This experiment has been conducted on google colab.

In [1]:
%tensorflow_version 1.x

TensorFlow 1.x selected.


In [2]:
!pip install bert-tensorflow



### Import Libraries

In [0]:
import logging
logging.disable(logging.CRITICAL)

import numpy as np
import pandas as pd

from bert import tokenization
import tensorflow as tf
import tensorflow_hub as hub

import warnings
warnings.filterwarnings("ignore")

### Load Data

In [0]:
data = pd.read_csv("/content/drive/My Drive/Colab Notebooks/Feature Extraction and Sentiment Analysis BERT/Womens-Clothing-E-Commerce-Reviews.csv", 
                   encoding="utf-8")

In [5]:
data.head()

Unnamed: 0,reviews,sentiment
0,I had such high hopes for this dress and reall...,0
1,"I love tracy reese dresses, but this one is no...",0
2,Dress runs small esp where the zipper area run...,0
3,This dress is perfection! so pretty and flatte...,1
4,More and more i find myself reliant on the rev...,1


In [6]:
data.sentiment.value_counts()

1    5000
0    4000
Name: sentiment, dtype: int64

In [0]:
X = data.reviews
y = data.sentiment

### Data Partitioning

In [8]:
from sklearn.model_selection import train_test_split
X_train, X_val, y_train, y_val = train_test_split(X, y, test_size=0.2, random_state=0, stratify=y)
X_val, X_test, y_val, y_test = train_test_split(X_val, y_val, test_size=0.5, random_state=0, stratify=y_val)

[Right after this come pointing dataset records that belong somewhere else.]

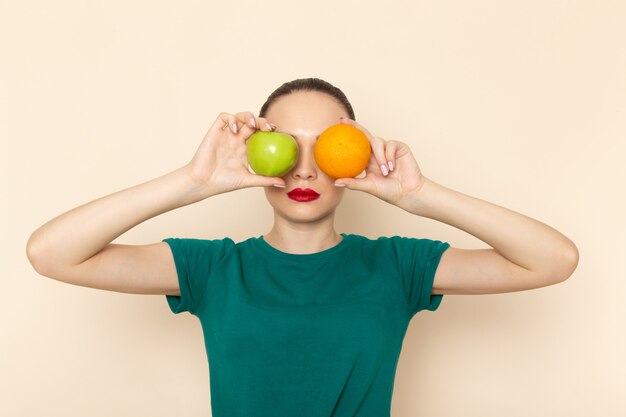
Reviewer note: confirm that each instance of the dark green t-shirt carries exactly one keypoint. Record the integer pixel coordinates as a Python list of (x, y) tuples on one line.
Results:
[(312, 335)]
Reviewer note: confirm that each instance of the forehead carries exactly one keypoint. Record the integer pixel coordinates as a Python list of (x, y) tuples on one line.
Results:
[(305, 113)]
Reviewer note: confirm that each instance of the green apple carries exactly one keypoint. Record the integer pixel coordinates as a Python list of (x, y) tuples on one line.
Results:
[(271, 154)]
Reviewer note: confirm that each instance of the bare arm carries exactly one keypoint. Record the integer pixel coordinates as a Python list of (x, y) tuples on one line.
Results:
[(525, 253), (76, 247)]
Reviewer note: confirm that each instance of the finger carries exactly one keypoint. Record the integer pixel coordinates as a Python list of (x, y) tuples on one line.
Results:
[(378, 147), (356, 184), (247, 119), (390, 153), (265, 125), (228, 120)]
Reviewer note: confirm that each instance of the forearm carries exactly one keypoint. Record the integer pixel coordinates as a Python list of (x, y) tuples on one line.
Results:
[(522, 240), (80, 233)]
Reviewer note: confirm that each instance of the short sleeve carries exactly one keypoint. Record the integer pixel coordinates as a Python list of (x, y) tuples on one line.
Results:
[(196, 261), (418, 260)]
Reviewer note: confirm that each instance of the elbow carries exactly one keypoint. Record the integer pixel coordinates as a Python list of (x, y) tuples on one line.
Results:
[(567, 263), (36, 255)]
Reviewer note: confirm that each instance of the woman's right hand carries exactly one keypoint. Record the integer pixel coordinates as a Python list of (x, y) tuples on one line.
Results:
[(220, 164)]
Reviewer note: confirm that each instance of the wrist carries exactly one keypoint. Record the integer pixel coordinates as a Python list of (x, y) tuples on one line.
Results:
[(416, 201), (195, 188)]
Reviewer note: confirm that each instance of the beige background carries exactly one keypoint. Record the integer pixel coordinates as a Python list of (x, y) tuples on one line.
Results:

print("""Training shape: {}
Validation shape: {}
Testing shape: {}""".format(X_train.shape, X_val.shape, X_test.shape))

Training shape: (7200,)
Validation shape: (900,)
Testing shape: (900,)


### Load pretrained BERT module from tensorflow hub

In [0]:
# This is a path to an uncased (all lowercase) version of BERT
BERT_MODEL_HUB = "https://tfhub.dev/google/bert_uncased_L-12_H-768_A-12/1"
bert_module = hub.Module(BERT_MODEL_HUB)

### Create Tokenizer

In [0]:
def create_tokenizer_from_hub_module():
    """Get the vocab file and casing info from the Hub module."""
    
    tokenization_info = bert_module(signature="tokenization_info", as_dict=True)
    with tf.Session() as sess:
        vocab_file, do_lower_case = sess.run([tokenization_info["vocab_file"],
                                        tokenization_info["do_lower_case"]])
      
    return tokenization.FullTokenizer(vocab_file=vocab_file, do_lower_case=do_lower_case)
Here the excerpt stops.